# Tips For Photoshop dat looks like DSLR image



## vimalvimi

give some tips for photoshop so that image looks like these ( like : depth of field , vignette :whistling:


----------



## zuluclayman

for vignetting: 

Make a new photoshop document at about the size of your most common photograph size, make sure when you make it that it has a transparent background, then with the gradient tool select radial gradient with the colours being black to transparent, tick the Reverse box, place the cursor in the centre of the document and drag out to the edge. You should end up with something like this:










Once you have that, open your image you want to vignette, select all (CTRL A) the vignette mask, copy it then paste it as a new layer on the image. You can then either:
select either Overlay or Soft light as the blending mode OR use the Opacity slider to reduce the opacity to the desired amount. If you use the blending mode further adjustment can be made using the opacity slider.
When using either of these methods you can play around with position and size of the vignetting mask by using the Transform command (CTRL T) to change the size and position and shape until you have the effect you want.

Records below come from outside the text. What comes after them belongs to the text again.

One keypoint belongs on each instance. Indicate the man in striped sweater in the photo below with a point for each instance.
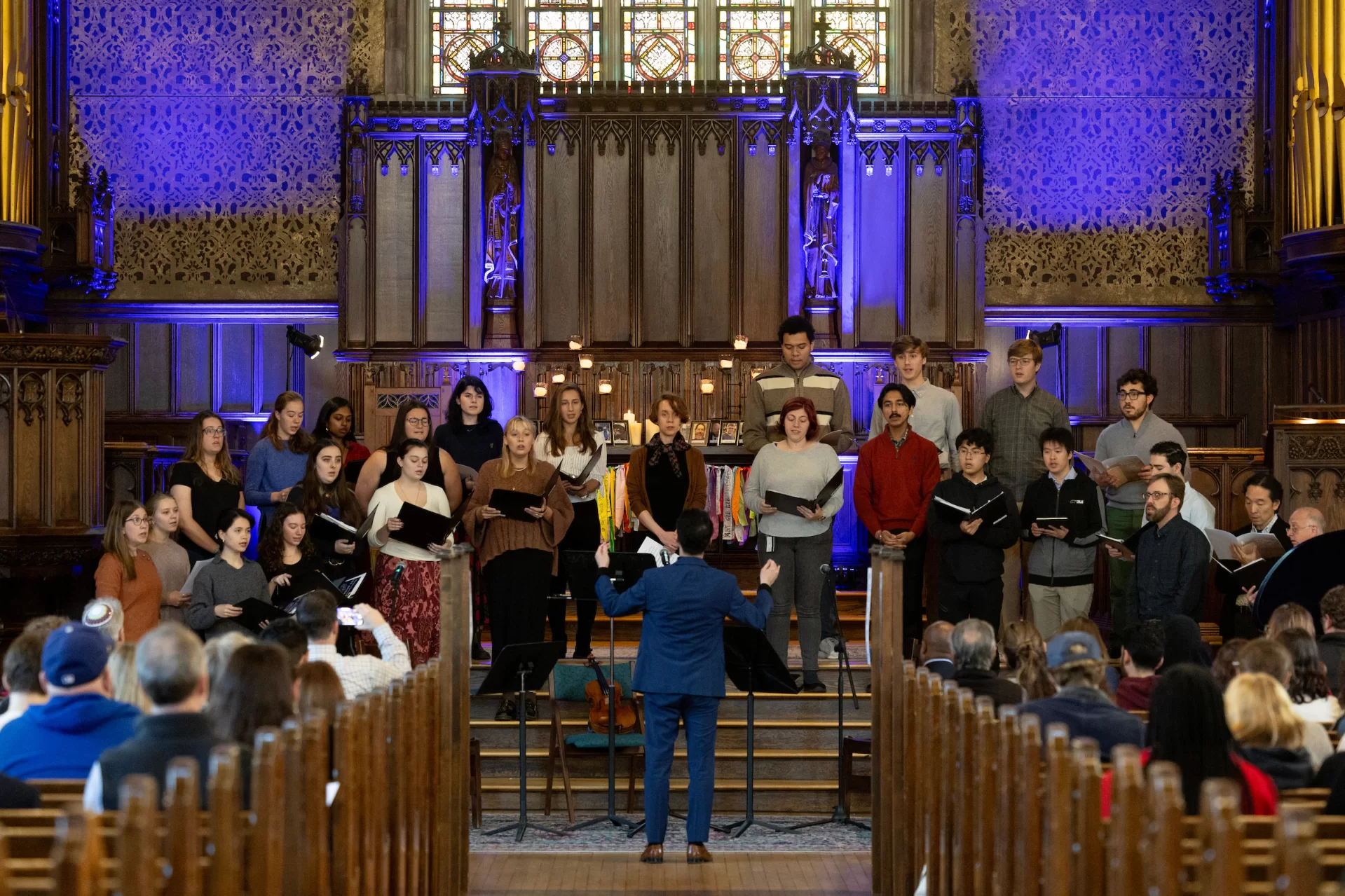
(798, 375)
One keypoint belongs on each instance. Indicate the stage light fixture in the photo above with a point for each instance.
(308, 343)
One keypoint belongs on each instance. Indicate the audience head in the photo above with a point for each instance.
(1304, 524)
(1075, 661)
(1269, 657)
(319, 691)
(1187, 726)
(936, 642)
(973, 645)
(1289, 616)
(74, 661)
(289, 635)
(1142, 647)
(1261, 715)
(1165, 497)
(171, 663)
(1308, 681)
(125, 682)
(974, 448)
(1168, 456)
(107, 615)
(1333, 608)
(1227, 662)
(219, 652)
(256, 691)
(23, 665)
(1262, 494)
(693, 532)
(1182, 643)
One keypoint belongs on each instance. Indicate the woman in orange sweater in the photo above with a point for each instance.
(518, 558)
(127, 572)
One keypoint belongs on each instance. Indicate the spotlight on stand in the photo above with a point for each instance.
(307, 343)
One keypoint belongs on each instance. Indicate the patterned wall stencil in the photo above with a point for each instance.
(219, 128)
(1105, 125)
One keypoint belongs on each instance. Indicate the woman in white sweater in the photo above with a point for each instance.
(405, 576)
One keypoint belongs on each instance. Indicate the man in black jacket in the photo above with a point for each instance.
(973, 565)
(171, 665)
(974, 653)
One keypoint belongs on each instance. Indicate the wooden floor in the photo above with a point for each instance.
(604, 874)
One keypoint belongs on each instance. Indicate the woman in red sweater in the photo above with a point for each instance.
(1187, 726)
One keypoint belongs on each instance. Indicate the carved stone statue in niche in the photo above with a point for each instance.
(821, 244)
(503, 201)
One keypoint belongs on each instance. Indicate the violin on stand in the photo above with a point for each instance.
(600, 693)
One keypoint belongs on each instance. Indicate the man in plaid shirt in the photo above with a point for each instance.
(358, 675)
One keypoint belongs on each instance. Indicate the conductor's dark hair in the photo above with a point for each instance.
(695, 532)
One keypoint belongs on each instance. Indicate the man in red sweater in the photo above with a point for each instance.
(894, 482)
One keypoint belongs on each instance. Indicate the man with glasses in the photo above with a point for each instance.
(1016, 418)
(1135, 434)
(1170, 560)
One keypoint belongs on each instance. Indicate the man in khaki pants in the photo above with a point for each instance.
(1017, 416)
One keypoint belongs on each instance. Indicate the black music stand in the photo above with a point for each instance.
(840, 815)
(624, 570)
(753, 666)
(525, 668)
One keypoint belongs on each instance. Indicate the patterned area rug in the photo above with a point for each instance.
(607, 839)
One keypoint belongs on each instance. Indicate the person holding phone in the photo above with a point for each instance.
(407, 576)
(798, 466)
(518, 558)
(571, 444)
(228, 580)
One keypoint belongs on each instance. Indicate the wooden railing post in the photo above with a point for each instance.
(453, 720)
(1125, 864)
(1165, 825)
(137, 836)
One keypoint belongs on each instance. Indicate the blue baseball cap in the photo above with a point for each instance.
(74, 656)
(1071, 646)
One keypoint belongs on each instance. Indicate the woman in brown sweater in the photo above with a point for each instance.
(518, 558)
(664, 475)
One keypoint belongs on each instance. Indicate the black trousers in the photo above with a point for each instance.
(515, 588)
(961, 600)
(582, 535)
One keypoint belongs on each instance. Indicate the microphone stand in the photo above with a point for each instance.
(840, 815)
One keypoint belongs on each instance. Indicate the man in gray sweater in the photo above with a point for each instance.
(1135, 434)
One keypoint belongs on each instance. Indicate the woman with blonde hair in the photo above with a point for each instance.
(170, 558)
(1262, 720)
(278, 460)
(518, 558)
(127, 572)
(205, 485)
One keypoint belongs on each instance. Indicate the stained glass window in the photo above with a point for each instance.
(860, 27)
(458, 30)
(658, 41)
(753, 39)
(565, 36)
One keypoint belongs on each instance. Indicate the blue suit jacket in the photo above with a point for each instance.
(682, 633)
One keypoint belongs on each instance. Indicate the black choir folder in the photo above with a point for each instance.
(992, 511)
(424, 528)
(791, 504)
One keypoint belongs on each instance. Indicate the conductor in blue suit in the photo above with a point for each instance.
(681, 670)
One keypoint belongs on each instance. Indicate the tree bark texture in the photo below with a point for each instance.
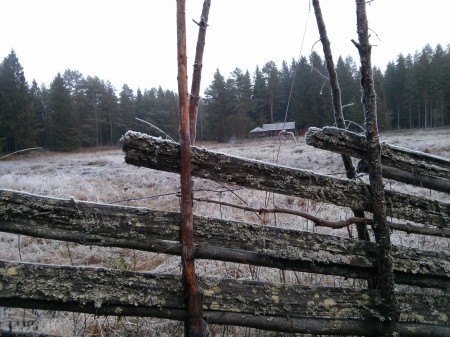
(400, 164)
(194, 97)
(350, 171)
(158, 231)
(146, 151)
(278, 307)
(385, 274)
(195, 325)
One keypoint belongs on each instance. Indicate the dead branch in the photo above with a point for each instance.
(317, 221)
(154, 153)
(194, 97)
(385, 274)
(350, 171)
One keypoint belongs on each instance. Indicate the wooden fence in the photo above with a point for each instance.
(423, 277)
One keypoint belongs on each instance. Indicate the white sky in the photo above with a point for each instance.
(134, 41)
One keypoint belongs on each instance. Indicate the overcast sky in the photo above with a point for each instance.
(134, 41)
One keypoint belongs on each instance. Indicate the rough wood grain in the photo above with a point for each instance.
(155, 153)
(417, 168)
(280, 307)
(158, 231)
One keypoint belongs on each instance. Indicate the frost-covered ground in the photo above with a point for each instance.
(103, 176)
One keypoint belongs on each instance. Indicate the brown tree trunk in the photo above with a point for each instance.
(385, 279)
(144, 229)
(290, 308)
(194, 98)
(363, 233)
(154, 153)
(195, 324)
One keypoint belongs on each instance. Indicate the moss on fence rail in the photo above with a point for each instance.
(282, 307)
(158, 231)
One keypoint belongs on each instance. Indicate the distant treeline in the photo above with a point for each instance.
(77, 111)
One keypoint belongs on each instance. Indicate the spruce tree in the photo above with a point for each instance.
(61, 130)
(16, 109)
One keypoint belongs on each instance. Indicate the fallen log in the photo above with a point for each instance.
(412, 167)
(146, 151)
(278, 307)
(158, 231)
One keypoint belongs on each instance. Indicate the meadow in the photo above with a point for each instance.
(101, 175)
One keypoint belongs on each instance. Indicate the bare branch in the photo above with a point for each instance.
(317, 221)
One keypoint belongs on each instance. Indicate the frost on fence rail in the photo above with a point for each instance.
(278, 307)
(155, 153)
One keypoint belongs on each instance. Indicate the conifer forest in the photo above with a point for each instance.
(77, 110)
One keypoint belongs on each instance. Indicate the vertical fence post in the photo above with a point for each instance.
(195, 326)
(385, 275)
(363, 233)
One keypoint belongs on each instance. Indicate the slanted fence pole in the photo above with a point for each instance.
(385, 277)
(195, 325)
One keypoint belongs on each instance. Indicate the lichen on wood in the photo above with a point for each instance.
(158, 231)
(111, 292)
(155, 153)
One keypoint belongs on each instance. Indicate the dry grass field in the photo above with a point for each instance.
(102, 176)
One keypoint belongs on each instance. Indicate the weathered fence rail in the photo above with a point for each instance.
(271, 306)
(159, 231)
(226, 301)
(155, 153)
(412, 167)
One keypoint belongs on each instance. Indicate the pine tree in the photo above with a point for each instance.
(60, 127)
(261, 112)
(16, 109)
(215, 109)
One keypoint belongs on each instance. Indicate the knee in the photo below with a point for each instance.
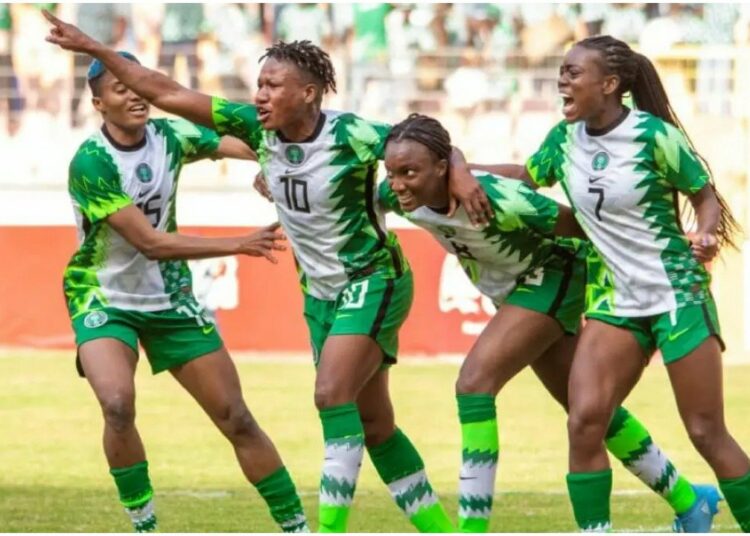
(236, 422)
(119, 412)
(473, 380)
(587, 424)
(378, 429)
(327, 395)
(705, 432)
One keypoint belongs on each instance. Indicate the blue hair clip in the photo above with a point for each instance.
(97, 68)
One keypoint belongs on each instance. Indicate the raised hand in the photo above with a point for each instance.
(705, 246)
(262, 243)
(67, 36)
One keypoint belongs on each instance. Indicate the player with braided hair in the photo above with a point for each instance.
(321, 167)
(621, 169)
(537, 280)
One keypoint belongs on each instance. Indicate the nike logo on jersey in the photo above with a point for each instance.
(207, 329)
(675, 336)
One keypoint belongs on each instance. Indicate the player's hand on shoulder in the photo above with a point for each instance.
(705, 246)
(263, 243)
(67, 36)
(261, 186)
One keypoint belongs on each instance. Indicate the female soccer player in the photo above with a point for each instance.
(321, 168)
(646, 289)
(516, 261)
(129, 283)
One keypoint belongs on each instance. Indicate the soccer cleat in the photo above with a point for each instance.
(701, 515)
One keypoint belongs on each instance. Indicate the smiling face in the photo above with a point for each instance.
(284, 95)
(588, 93)
(416, 175)
(119, 105)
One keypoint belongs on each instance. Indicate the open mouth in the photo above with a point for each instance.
(263, 114)
(569, 106)
(138, 109)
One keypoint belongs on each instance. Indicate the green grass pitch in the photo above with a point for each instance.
(53, 475)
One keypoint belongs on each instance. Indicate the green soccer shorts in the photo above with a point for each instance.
(170, 338)
(375, 306)
(676, 333)
(556, 289)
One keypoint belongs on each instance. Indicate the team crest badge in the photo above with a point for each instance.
(294, 154)
(95, 319)
(600, 161)
(144, 173)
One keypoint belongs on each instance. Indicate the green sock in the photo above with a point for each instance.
(589, 495)
(399, 465)
(278, 490)
(629, 441)
(479, 453)
(136, 495)
(344, 447)
(737, 494)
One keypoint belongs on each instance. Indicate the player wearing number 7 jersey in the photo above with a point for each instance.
(622, 170)
(537, 280)
(321, 168)
(129, 283)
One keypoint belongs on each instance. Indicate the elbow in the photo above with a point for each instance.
(154, 249)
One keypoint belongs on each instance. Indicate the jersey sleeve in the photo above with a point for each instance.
(195, 141)
(237, 119)
(387, 198)
(543, 164)
(366, 138)
(517, 206)
(94, 184)
(677, 162)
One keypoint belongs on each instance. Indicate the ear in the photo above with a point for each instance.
(442, 167)
(98, 104)
(611, 84)
(311, 93)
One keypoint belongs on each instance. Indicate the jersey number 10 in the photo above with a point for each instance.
(295, 192)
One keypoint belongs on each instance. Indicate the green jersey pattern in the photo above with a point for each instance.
(517, 241)
(623, 186)
(325, 195)
(106, 270)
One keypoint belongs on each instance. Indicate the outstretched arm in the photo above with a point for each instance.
(705, 244)
(133, 225)
(465, 188)
(231, 147)
(158, 89)
(511, 171)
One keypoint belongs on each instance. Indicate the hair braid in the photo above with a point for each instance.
(639, 77)
(425, 130)
(308, 58)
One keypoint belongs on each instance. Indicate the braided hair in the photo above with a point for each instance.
(425, 130)
(308, 58)
(639, 77)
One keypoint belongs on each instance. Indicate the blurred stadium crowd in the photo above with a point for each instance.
(487, 70)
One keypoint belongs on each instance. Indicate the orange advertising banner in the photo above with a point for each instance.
(258, 305)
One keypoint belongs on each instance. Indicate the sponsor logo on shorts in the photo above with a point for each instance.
(95, 319)
(675, 336)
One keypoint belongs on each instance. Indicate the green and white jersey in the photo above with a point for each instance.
(517, 240)
(325, 195)
(622, 184)
(105, 177)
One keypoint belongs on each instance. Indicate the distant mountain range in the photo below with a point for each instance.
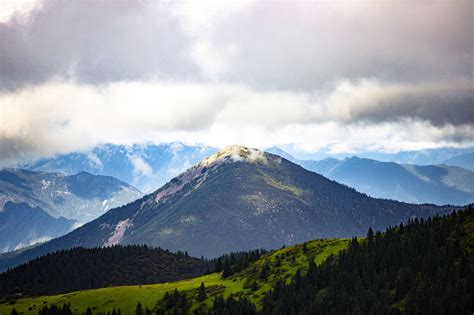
(418, 157)
(237, 199)
(438, 184)
(36, 206)
(145, 166)
(464, 160)
(22, 225)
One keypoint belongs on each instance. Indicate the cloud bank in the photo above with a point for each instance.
(260, 73)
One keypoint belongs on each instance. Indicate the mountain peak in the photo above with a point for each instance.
(235, 153)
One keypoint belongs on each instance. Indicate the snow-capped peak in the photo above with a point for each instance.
(235, 153)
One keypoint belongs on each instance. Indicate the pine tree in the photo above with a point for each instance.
(202, 293)
(264, 272)
(139, 309)
(227, 269)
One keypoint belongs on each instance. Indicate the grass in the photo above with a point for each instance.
(282, 264)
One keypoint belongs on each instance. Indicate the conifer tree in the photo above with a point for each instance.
(202, 293)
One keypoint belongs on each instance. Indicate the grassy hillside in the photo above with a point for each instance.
(281, 264)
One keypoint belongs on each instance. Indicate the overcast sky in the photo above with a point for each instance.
(345, 75)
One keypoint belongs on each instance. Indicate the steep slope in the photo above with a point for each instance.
(424, 267)
(464, 160)
(282, 263)
(82, 197)
(146, 166)
(22, 225)
(438, 184)
(238, 199)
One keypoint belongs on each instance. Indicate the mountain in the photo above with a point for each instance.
(238, 199)
(38, 206)
(464, 160)
(80, 197)
(418, 157)
(423, 267)
(438, 184)
(87, 268)
(145, 166)
(22, 225)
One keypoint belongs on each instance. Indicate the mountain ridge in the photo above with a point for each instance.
(238, 199)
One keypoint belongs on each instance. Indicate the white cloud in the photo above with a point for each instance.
(62, 117)
(259, 73)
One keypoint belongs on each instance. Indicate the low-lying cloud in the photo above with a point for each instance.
(346, 74)
(58, 117)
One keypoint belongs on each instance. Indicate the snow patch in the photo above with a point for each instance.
(235, 153)
(118, 233)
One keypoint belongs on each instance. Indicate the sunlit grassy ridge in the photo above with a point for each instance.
(281, 264)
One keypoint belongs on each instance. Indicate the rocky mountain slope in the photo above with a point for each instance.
(238, 199)
(82, 197)
(145, 166)
(38, 206)
(22, 225)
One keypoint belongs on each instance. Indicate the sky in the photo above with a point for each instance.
(344, 76)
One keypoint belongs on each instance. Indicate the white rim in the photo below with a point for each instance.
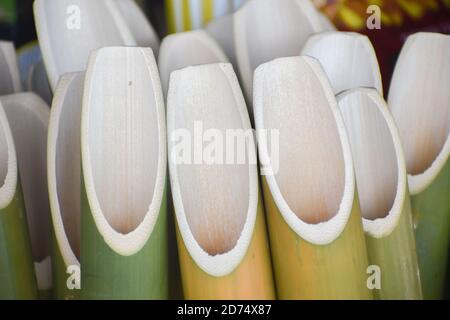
(131, 243)
(382, 227)
(33, 104)
(45, 44)
(325, 232)
(222, 264)
(68, 256)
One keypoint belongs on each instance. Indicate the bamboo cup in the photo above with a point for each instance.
(419, 99)
(64, 176)
(79, 28)
(123, 198)
(18, 280)
(221, 231)
(28, 117)
(383, 192)
(348, 59)
(316, 233)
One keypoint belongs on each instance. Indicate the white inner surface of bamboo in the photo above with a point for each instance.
(30, 138)
(311, 175)
(374, 154)
(4, 150)
(215, 196)
(420, 99)
(348, 59)
(123, 136)
(68, 163)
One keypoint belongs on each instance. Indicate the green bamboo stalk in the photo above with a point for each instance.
(122, 258)
(64, 175)
(378, 157)
(419, 102)
(17, 277)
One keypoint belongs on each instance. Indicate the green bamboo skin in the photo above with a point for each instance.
(396, 256)
(305, 271)
(431, 210)
(60, 276)
(251, 280)
(105, 274)
(17, 277)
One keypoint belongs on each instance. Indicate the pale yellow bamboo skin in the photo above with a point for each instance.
(251, 280)
(308, 271)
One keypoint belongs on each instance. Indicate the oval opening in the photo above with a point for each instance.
(123, 136)
(215, 197)
(311, 168)
(374, 154)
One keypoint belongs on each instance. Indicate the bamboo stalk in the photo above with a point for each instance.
(63, 26)
(17, 277)
(268, 29)
(348, 58)
(64, 175)
(186, 49)
(420, 101)
(139, 25)
(316, 233)
(28, 116)
(222, 240)
(123, 152)
(10, 80)
(383, 192)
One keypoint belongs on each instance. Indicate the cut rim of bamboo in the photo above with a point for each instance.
(129, 243)
(139, 25)
(18, 108)
(185, 49)
(350, 52)
(324, 232)
(381, 226)
(52, 18)
(63, 127)
(37, 82)
(9, 67)
(8, 174)
(222, 264)
(418, 182)
(222, 30)
(265, 12)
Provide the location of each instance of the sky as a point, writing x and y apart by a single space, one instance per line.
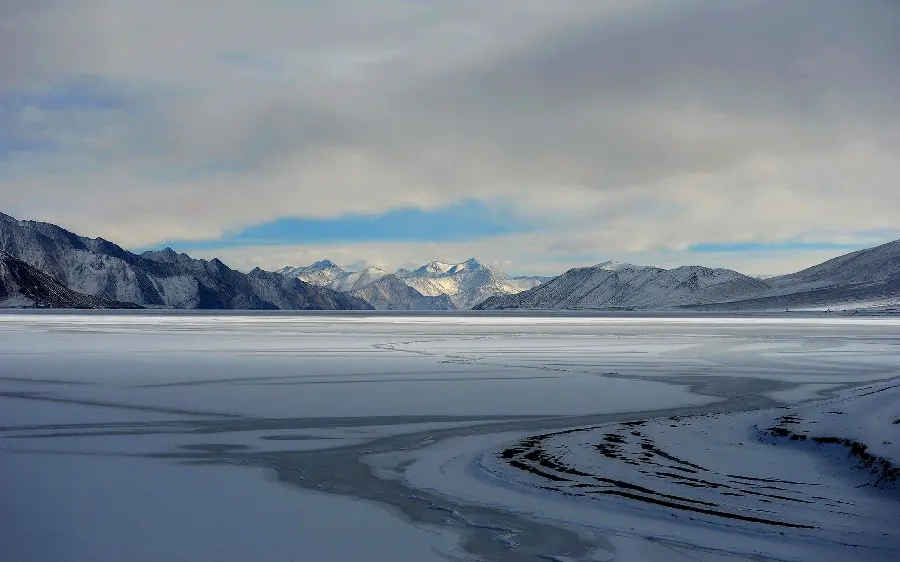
537 135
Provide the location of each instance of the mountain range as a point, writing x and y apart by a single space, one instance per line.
863 279
43 265
164 279
435 285
22 285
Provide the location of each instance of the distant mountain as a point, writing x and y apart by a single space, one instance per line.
321 273
391 293
867 278
326 273
24 286
165 278
863 279
465 284
612 285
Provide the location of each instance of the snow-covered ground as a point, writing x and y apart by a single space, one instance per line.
708 487
373 437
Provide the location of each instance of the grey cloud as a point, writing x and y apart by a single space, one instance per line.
638 124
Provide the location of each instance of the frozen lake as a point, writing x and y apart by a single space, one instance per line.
160 436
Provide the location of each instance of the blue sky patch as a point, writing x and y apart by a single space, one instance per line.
461 222
789 246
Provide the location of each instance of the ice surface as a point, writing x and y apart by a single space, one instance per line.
100 509
162 434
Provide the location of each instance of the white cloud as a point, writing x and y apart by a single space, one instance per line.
639 126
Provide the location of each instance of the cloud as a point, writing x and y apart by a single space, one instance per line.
626 126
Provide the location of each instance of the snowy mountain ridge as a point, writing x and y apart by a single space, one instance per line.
165 278
24 286
465 284
615 285
866 278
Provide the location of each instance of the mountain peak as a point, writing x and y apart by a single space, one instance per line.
613 265
433 268
322 264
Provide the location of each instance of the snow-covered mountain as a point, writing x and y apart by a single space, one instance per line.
466 283
97 267
326 273
613 285
391 293
24 286
867 278
863 279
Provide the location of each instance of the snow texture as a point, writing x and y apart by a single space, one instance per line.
865 279
96 267
217 431
452 286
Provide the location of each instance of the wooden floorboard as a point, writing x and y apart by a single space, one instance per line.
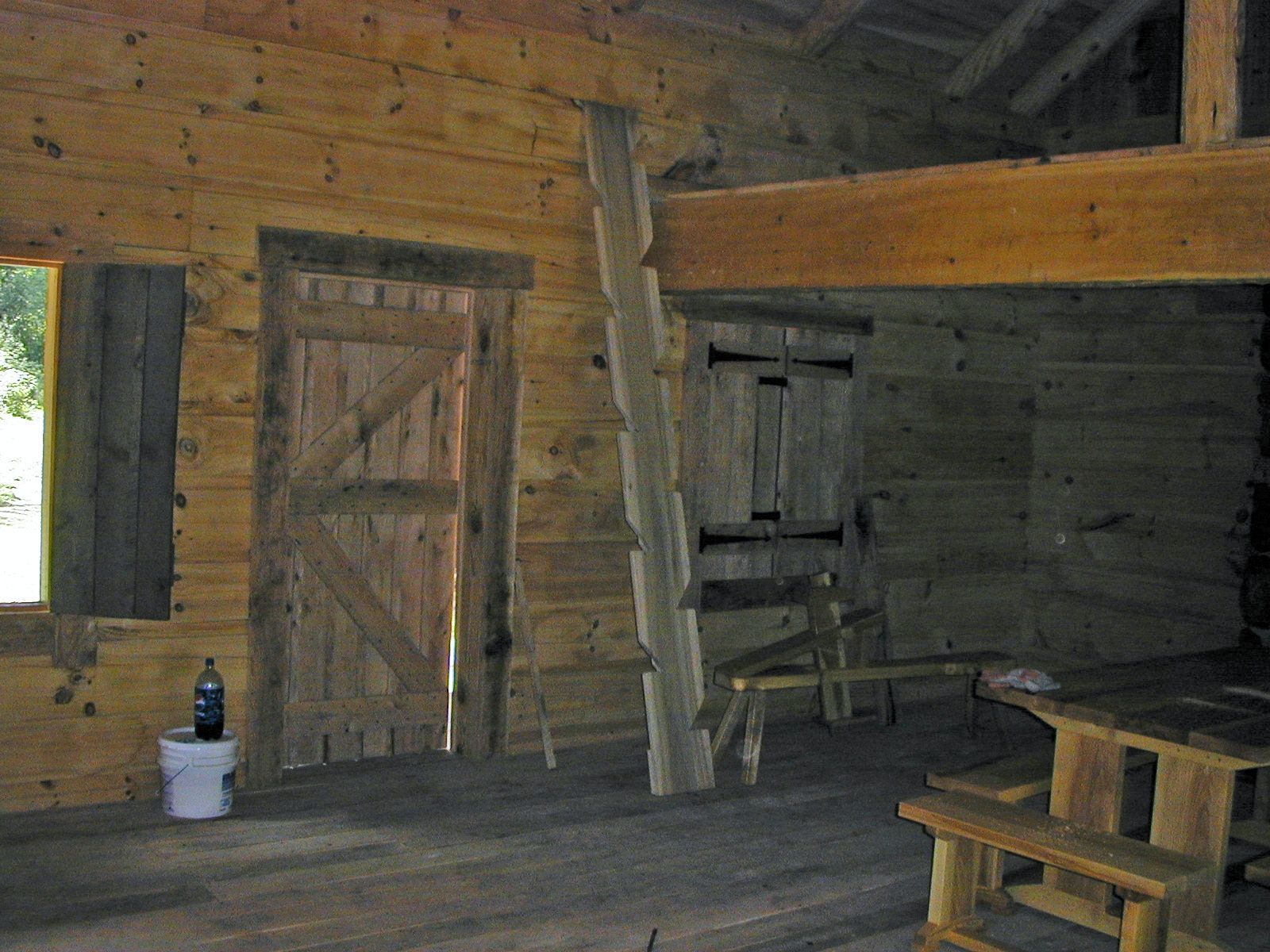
444 854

The creamy look of the first one can be a little complex - most likely a combination of photo filters (in the Image, Adjustments menu), vignetting (as above), some blur and maybe diffusion.
In reality I think it has been done using Magic Bullet Photo Looks a photoshop plug-in available from Red Giant - all these effects and many more are available as presets or you can build your own Look from scratch in it.


----------



## vimalvimi

what about first image ? 
what kind of overlays are there


----------



## zuluclayman

> The creamy look of the first one can be a little complex - most likely a combination of photo filters (in the Image, Adjustments menu), vignetting (as above), some blur and maybe diffusion.
> In reality I think it has been done using Magic Bullet Photo Looks a photoshop plug-in available from Red Giant - all these effects and many more are available as presets or you can build your own Look from scratch in it.


----------



## vimalvimi

hmm yes like cross process


----------